A more satisfying experience, as a Long Island Rail Road commuter in those years, was watching firsthand the growing popularity of the new Air-Train system (2003) linking JFK to subways and commuter rail. Transit advocates were proved right that airline travelers would use a train to go from the city and surrounding suburbs to their terminals. Finally, as a frequent air traveler bound for both conferences and leisure, I was impressed by JFK’s new terminals, such as Terminal 4, but also concerned by the jerry-rigged system employees had created to funnel leaking ceiling water away from passengers at the decaying Pan Am (then Delta) terminal. Like most regular travelers at JFK, my family and I also endured our share of flight delays and inconveniences there.

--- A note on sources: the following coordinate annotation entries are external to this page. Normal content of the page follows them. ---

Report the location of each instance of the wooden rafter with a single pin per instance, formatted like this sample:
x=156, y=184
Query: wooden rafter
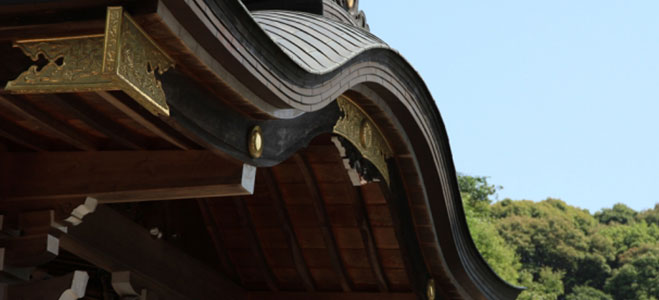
x=324, y=222
x=99, y=121
x=293, y=244
x=123, y=176
x=255, y=244
x=115, y=243
x=57, y=127
x=21, y=136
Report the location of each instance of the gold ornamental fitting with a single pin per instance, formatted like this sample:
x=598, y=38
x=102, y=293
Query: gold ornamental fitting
x=255, y=142
x=430, y=290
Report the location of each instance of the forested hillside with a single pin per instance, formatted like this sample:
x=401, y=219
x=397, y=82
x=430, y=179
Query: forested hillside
x=559, y=251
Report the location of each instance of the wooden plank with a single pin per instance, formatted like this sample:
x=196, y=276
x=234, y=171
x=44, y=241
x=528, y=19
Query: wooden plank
x=68, y=287
x=62, y=130
x=124, y=176
x=116, y=244
x=368, y=239
x=147, y=120
x=99, y=121
x=325, y=225
x=330, y=296
x=255, y=244
x=293, y=244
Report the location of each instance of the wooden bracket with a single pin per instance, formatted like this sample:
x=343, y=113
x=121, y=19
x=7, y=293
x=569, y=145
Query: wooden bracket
x=68, y=287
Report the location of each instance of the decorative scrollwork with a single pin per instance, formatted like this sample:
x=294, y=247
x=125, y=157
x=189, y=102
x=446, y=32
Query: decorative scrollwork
x=352, y=6
x=356, y=127
x=71, y=61
x=139, y=58
x=123, y=58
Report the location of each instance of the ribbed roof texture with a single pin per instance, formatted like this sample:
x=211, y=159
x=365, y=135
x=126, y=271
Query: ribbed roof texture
x=317, y=44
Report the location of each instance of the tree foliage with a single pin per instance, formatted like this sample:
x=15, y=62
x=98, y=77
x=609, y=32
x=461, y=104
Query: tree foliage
x=562, y=252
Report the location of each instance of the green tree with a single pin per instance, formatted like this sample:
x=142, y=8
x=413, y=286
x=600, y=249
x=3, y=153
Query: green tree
x=650, y=216
x=547, y=286
x=476, y=194
x=587, y=293
x=620, y=214
x=638, y=277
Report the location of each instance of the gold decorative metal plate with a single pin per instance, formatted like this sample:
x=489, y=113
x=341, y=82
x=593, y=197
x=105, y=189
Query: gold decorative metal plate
x=255, y=142
x=361, y=131
x=123, y=58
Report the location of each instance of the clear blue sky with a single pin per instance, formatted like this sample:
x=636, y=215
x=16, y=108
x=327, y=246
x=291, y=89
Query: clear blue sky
x=548, y=98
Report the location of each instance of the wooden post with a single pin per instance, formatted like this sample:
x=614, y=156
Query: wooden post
x=68, y=287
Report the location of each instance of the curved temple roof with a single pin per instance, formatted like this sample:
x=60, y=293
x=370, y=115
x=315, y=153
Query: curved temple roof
x=317, y=44
x=374, y=209
x=324, y=47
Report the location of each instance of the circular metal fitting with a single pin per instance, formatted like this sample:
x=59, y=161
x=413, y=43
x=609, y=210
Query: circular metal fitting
x=255, y=141
x=430, y=289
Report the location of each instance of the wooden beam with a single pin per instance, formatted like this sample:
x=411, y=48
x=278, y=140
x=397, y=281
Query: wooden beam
x=213, y=230
x=62, y=130
x=68, y=287
x=325, y=226
x=28, y=251
x=148, y=121
x=123, y=176
x=99, y=121
x=330, y=296
x=255, y=243
x=282, y=213
x=115, y=243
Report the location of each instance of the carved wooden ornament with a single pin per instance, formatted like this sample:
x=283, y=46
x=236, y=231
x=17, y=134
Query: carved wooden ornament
x=123, y=58
x=361, y=131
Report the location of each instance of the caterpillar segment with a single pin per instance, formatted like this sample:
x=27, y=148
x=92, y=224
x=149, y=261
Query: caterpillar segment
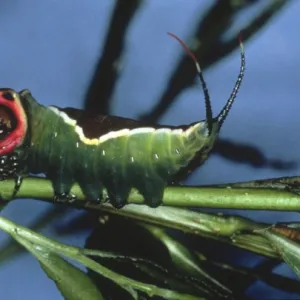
x=100, y=152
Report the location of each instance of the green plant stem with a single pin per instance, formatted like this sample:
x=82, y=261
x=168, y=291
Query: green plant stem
x=181, y=196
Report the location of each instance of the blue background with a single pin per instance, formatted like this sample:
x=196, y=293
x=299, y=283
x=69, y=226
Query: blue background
x=51, y=47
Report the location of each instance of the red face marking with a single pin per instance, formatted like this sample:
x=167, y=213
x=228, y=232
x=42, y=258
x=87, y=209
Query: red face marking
x=13, y=120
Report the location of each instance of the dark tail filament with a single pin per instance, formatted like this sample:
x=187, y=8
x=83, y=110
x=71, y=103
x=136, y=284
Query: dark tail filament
x=223, y=114
x=209, y=117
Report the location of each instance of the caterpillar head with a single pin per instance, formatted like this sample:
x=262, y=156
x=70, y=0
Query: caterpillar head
x=210, y=128
x=13, y=131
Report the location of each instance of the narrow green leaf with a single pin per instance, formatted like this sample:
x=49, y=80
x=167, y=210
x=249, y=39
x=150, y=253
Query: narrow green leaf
x=73, y=283
x=288, y=249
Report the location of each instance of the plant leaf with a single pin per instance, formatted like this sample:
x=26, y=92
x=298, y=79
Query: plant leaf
x=288, y=249
x=73, y=283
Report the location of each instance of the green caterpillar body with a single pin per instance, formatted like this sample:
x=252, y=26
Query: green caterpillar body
x=98, y=151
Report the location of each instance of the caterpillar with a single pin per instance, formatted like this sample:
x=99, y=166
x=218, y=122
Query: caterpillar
x=100, y=152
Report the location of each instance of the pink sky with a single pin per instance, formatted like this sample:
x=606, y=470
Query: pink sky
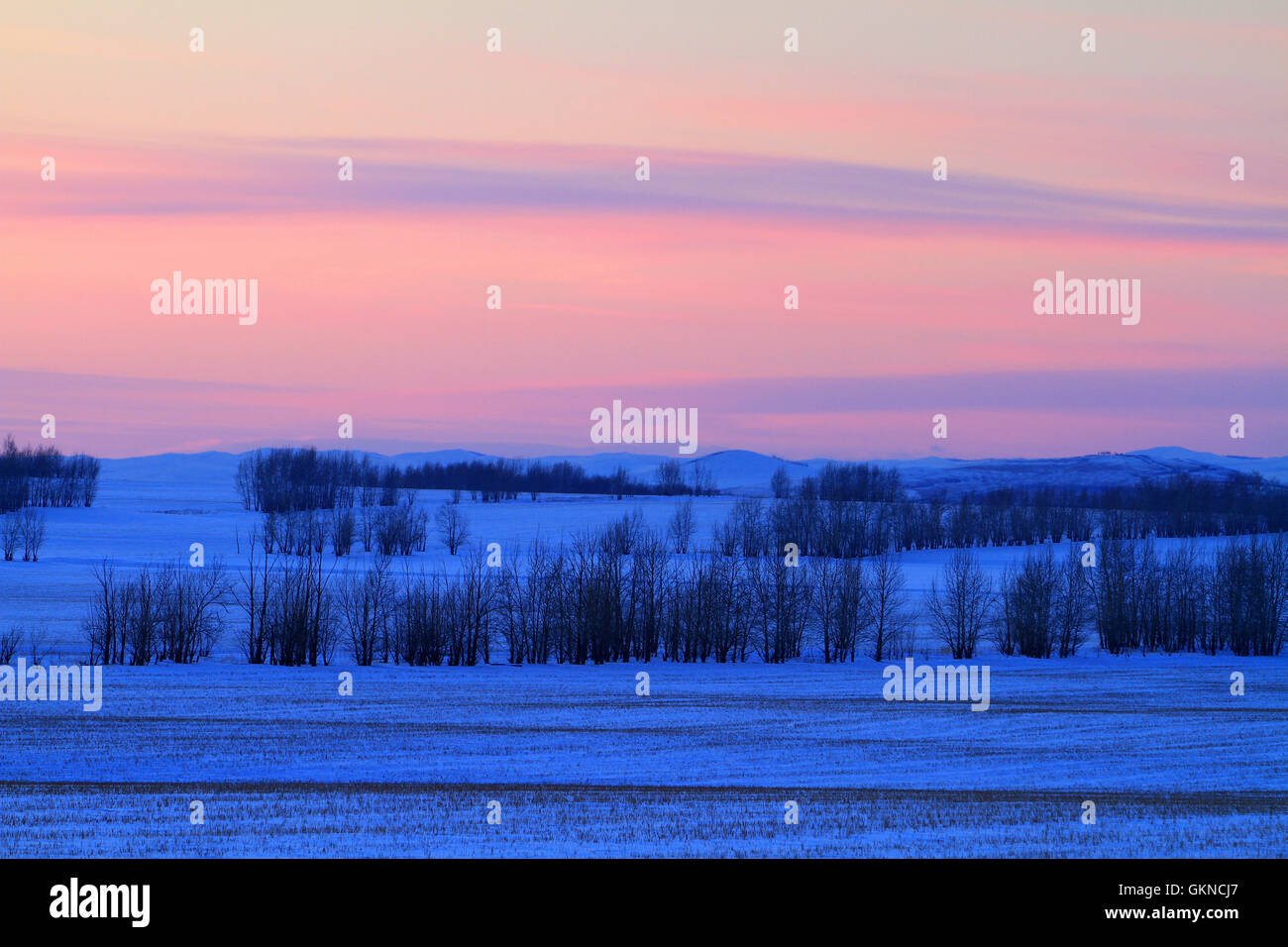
x=768, y=167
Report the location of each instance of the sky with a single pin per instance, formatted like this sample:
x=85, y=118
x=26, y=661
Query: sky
x=767, y=169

The front seat that Kew Gardens and the surrounding region provided on JFK International—one of the world’s oldest and busiest international airports—provoked a number of reflections that coalesced into the single, broader question this book addresses: what has been, and what is today, the relationship and cumulative impact of such a large airport to a modern American metropolis? JFK International, as it turned out, provided a particularly good subject because this airport has been open and in the public eye for so long, is surrounded by dense urban and suburban neighborhoods, and has been the subject of so many previous studies and conflicts concerning airport impact in the fields of economics, the environment, traffic, and labor relations, to name a few. Those looking for an architectural history of the airport, a catalogue of airlines and operations, or a plan for future growth should look to other sources described in the notes. The Metropolitan Airport is a book for those who seek to understand the revolutionary impact that airports have had on the modern American metropolis.

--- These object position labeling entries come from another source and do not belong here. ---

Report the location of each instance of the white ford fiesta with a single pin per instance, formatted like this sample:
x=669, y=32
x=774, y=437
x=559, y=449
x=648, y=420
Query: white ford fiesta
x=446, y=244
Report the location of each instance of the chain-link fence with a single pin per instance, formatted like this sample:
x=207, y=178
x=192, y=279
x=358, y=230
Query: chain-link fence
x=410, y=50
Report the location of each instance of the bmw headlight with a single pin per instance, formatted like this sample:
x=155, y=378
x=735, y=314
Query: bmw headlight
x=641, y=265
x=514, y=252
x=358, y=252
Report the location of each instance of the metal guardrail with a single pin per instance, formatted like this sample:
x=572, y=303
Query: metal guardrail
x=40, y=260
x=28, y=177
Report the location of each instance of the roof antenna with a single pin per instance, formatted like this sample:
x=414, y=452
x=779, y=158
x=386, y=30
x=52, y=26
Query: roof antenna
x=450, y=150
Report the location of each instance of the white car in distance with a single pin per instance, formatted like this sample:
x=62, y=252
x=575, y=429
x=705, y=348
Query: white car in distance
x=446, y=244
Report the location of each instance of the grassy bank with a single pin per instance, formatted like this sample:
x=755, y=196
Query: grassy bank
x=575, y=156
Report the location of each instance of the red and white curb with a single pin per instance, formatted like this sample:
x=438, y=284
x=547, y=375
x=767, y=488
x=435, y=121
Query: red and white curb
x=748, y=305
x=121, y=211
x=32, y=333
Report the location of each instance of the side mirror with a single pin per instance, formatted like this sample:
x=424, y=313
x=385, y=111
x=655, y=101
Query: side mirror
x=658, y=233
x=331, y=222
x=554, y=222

The name John F. Kennedy International Airport, or JFK, is primarily used throughout the text to minimize confusion for readers, even though the airport was only renamed in memory of President John F. Kennedy in 1963. Idlewild Airport is, however, sometimes used in the text for the period from 1941 to 1963 (Chapters 1 and 2) in order to align with the public and media use of that name for the airport at the time. The official name of the airport from 1947 to 1963, according to the Port Authority, was New York International Airport, a name rarely used by anyone but Port Authority administrators. The term Port Authority is primarily used for brevity to refer to the Port Authority of New York and New Jersey (PANYNJ). The bi-state agency (cooperatively run by New York and New Jersey) was established in 1921 as the Port Authority of New York and renamed in 1972 as the Port Authority of New York and New Jersey.